The missing perspective is that of someone who was exploited while still a teenager by an older man. In my case, it was several older men.

I came out at the age of sixteen. At this time in my life, my mother was barely present. My step-father was in prison. I was almost entirely without guidance at a time when I was especially vulnerable. I began hanging out at bars that had a reputation of never asking for identification in order to reach out to other gay men. I found some new friends, some of whom are my closest friends even today, but I also found some older men who had anything but my best interests in mind. They found it fairly easy to convince me to do things I didn't want to do, or sometimes things I thought I wanted to do at the time. Either way, I didn't have the maturity or life experience to anticipate the consequences.

I found myself repeating a destructive pattern. I would start hanging out with an older man I met at the bar. He would first offer conversation, friendship and understanding. He would tell me that I was more mature and interesting than most men his own age. Then, while we hung out some night at his place, he would offer me beer or pot. Shortly thereafter we would be in bed. After one or two nights like this, I would find myself discarded. I would beat myself up for thinking he liked or even loved me and letting him take advantage. My already low self-esteem continued to decline. This left me even more vulnerable for the next one.

Predators of this variety exploit the insecurities of young men and women to get sexual satisfaction. It best, it's morally reprehensible. At worst, when the prey is below the age of consent, it's a crime.

The real story is not that Foley tried to lure (or perhaps succeeded at luring) sixteen- and seventeen-year-old boys into sex, but that some in the Republican leadership knew it was happening and did nothing. How can anyone with a conscience fail to intervene when a colleague is hurting children? This is exactly the problem with today's Republican Party: those in charge think that they are exempt from the moral pronouncements they try to force on everyone else.

I used to believe that one's party affiliation said more about one's beliefs on government spending than the quality of one's character. Perhaps it was true at one time. Today, however, it is increasingly difficult to be a Republican and have any moral credibility, just as one cannot credibly claim to be a decent, upstanding Nazi. Sooner or later, every Republican with a shred of decency will leave the party out of disgust for what it has become.

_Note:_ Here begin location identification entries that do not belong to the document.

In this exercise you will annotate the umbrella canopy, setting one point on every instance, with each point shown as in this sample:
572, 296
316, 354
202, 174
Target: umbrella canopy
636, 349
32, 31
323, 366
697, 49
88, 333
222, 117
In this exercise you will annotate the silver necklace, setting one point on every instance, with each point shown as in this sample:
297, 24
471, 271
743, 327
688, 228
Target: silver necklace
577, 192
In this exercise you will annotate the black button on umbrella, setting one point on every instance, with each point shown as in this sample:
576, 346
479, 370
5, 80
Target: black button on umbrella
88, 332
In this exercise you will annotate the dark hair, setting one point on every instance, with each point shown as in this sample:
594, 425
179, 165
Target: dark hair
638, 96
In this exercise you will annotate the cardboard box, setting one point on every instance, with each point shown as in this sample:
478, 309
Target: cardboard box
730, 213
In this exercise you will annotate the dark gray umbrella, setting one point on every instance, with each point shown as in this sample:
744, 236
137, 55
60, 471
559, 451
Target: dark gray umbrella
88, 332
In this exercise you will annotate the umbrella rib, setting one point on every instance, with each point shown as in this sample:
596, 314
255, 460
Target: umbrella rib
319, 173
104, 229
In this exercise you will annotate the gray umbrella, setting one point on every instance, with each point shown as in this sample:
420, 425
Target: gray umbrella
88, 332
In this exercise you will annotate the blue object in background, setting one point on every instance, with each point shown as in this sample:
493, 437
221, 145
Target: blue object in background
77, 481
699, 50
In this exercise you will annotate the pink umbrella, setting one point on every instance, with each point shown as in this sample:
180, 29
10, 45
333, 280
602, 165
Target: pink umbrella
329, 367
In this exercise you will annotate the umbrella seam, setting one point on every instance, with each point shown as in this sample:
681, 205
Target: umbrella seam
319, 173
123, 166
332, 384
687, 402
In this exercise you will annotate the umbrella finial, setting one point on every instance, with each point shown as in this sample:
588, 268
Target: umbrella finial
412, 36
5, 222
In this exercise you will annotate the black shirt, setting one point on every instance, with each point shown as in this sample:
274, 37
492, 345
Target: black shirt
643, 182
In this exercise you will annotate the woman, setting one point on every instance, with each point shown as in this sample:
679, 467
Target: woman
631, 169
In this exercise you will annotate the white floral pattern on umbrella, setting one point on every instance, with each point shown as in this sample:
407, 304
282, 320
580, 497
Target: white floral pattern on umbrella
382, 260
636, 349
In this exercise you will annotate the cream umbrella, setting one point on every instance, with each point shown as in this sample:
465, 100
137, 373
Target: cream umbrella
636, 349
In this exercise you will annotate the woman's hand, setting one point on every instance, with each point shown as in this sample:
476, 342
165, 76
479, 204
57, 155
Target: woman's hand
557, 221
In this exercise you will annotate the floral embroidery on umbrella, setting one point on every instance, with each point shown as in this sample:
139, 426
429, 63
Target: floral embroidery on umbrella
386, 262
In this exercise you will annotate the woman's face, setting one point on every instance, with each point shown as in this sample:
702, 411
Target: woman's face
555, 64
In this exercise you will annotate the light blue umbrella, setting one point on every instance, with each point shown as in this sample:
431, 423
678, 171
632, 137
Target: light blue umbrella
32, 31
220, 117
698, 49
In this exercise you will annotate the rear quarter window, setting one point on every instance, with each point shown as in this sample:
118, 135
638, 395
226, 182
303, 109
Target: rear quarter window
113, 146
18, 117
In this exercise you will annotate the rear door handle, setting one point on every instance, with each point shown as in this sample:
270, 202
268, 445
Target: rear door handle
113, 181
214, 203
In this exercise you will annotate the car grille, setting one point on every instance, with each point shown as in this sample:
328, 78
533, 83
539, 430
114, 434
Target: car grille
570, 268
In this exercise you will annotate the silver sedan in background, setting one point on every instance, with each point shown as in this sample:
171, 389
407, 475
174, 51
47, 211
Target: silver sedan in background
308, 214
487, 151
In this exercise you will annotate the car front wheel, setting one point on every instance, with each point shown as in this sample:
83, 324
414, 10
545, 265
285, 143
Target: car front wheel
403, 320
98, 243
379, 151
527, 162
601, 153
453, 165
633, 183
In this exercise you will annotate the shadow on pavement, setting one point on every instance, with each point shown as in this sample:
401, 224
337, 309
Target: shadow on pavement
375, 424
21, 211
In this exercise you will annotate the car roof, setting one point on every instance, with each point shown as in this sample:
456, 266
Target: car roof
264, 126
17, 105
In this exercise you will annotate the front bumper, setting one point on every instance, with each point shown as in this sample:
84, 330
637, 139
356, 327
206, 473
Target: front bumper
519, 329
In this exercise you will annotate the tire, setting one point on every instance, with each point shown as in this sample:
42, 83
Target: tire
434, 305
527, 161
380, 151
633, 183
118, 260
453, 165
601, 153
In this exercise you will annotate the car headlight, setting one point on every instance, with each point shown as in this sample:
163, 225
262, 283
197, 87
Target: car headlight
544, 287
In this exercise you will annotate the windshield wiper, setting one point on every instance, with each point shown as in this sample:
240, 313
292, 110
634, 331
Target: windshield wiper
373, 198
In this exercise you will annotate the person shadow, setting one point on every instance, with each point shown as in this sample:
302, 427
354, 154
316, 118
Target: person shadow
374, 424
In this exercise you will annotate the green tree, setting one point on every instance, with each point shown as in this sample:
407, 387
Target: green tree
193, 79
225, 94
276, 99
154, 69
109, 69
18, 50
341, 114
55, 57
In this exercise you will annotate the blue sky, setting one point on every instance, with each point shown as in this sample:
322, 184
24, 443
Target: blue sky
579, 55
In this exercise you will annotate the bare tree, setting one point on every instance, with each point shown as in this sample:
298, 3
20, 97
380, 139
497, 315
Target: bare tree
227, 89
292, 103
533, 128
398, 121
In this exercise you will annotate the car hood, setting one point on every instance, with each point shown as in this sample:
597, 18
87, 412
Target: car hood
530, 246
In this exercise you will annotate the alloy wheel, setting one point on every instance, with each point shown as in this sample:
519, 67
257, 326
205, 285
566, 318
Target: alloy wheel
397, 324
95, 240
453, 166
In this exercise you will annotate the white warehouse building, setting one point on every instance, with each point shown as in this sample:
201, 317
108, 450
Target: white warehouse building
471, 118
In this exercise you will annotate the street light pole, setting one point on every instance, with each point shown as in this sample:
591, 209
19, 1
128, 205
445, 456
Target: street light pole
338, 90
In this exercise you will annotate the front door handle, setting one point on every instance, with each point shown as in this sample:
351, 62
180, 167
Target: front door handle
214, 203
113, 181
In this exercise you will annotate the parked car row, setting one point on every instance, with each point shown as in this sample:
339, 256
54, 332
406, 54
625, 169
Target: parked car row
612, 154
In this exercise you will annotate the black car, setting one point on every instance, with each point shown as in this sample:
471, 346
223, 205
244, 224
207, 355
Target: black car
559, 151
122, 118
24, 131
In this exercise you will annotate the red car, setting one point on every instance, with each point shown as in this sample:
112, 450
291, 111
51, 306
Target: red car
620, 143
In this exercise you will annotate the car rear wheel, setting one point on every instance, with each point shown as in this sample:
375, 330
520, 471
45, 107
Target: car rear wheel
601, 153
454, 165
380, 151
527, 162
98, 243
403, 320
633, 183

I am more resilient now and I know how to take care of myself. However, I will never forget the pain that was inflicted on me by men like Foley. I feel deep compassion for every page that Foley exploited or tried to exploit. I am glad that this is beginning to come to light, not because it will give my party a political advantage, but because it will remove from power some of those who are willing to let children be harmed for personal gain.

2 comments:

Anonymous said...

This is exactly why I got so angry at 1) comments like Matt Drudge calling the pages "beasts," and 2) Jay Leno suggesting that sex with a fourteen-year-old is funny and joke-worthy.

When a fifty-two year old man has sex with a fourteen-year-old, it is always rape, no matter what the fourteen-year-old thinks he/she is capable of deciding on his/her own.

What you wrote is important for everyone to read; it reminds us how we saw the world (deluded) and adults (knowing better than ourselves) when we were that age, no matter how sexualized we had become at that age.

I wrote the other day that there is a reason we have an age of consent law. It's not to keep fifteen-year-olds from having sex with each other. It's to keep fifty-year-old men (or women) who should know better but choose to be predatory from raping children.

Grrrrrrrrrrrrrrr.

Anonymous said...

And you know, there are people out there watching the news who think that all (or nearly all) gay men and lesbians chase after underage kids. They don't get that this wouldn't be a sick, criminal thing if he'd been, let's say, an "out" Log Cabin Republican dating a thirty-year-old man. The irony is that I doubt that an openly-gay man would have held his position, because people would've assume, well, what was true in Foley's case.